毎日更新旅日記
旅の動機
旅の概要
旅の予定マップ
旅の持ち物
 
表紙へ

 

 

 


更新日時 03/06/13 6:39
本日のデータ
日付
6月11日
天気
晴のち曇
旅行日数
336日目
体調
良好
本日の移動
 小国町〜長井市〜朝日町
走行距離
88.1 km   
現在地
山形県朝日町
総走行距離
14665.4 km   
宿泊地
朝日鉱泉
今日の出費
食費
1778 円    
宿泊費
0 円    
観光費
0 円    
雑費
804 円    
経費詳細

 食費:登山食含む
 雑費:コインランドリー・ガスボンベ×3




秘境の地

 坂!坂!坂!、なんだか今日はその一言に尽きるほど、坂に苦しめられた。物凄い急登が続いたというわけではないが、やはり昨日の疲労と、時間的余裕のなさのせいだろう。今朝は6時に起床し、もう1秒の時間をも惜しみ、PCと向き合い日記を書いていた。朝食も自炊して食べる余裕もなくすぐ目の前のコンビニ弁当。ただただ黙々と書き進め、なんとか2日分を終わらせ、あと残すは1日分の日記のみとして、ややホッとし、ここで一旦切り上げ出発することにした。いや、ここで切り上げなければ今日の朝日岳登山口までの走行がきつくなるということもあった。

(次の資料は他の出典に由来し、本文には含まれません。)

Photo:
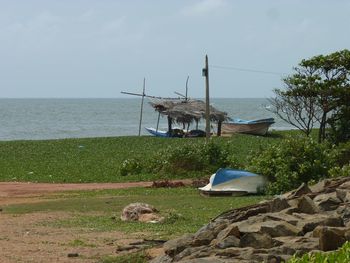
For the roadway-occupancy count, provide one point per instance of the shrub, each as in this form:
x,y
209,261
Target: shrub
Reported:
x,y
291,162
342,255
130,166
191,157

 国道113号。今日も長い長い上り坂から始まった。そして坂意外にも工事中に悩まされた。500mから1kmの片側通行なのだが、歩行者が通行するなど考えて作っているわけもなく、車が通り過ぎた後、ひたすら必死に上っていくだけであった。この間、対向車をひたすら待たせてしまうわけで、自然、その申し訳なさからも、漕ぎ足は精一杯の踏ん張りとなり、疲労もさらに増していった。そんな工事箇所が5箇所もあったから、その苦痛はもう言葉では言い表せない。もうここでヘトヘトになって峠を越えて飯豊町へと入った。

 この先、県道10号で長井市街へと入った。観光したいところもチラホラあったのだが、でも、今日はそんな余裕はなかった。でも、そんな中でもひとつ行っておきたいところがあった。それはコインランドリー。洗濯物が溜まってしまい、さらには明日より悪天が続くという予報で、自分で洗濯も出来ず今日、寄っておきたかった。またこの時間を利用して、休憩と共に、最後に残った1日分の日記を終わらせようとも思っていた。そんな気持ちで人に何度か聞いて行き着いたコインランドリー、さあ、さっそく洗濯、そして日記だ!と、思っていたときに思わぬ出会いがここでも嬉しいことに待っていた。「旅の目的はなに?!」そんな会話から始まった出会いは、このコインランドリーを経営する高梨さんであった。いきなりのこの質問に、この人はちょっと他とは違い、そして大きい人だなとすぐに感じた。そして話してみると、もう考えさせられ勉強になることばかりで楽しく、時間は流れるように過ぎていった。やっぱり高梨さんも自分と同じように、辛いながらも自分以上に毎日を楽しみんでいる方で、そしてやっぱり生き生きとしていた。自分が今後、こうなりたい!という姿であり、そこから出る話は飽きることがなかった。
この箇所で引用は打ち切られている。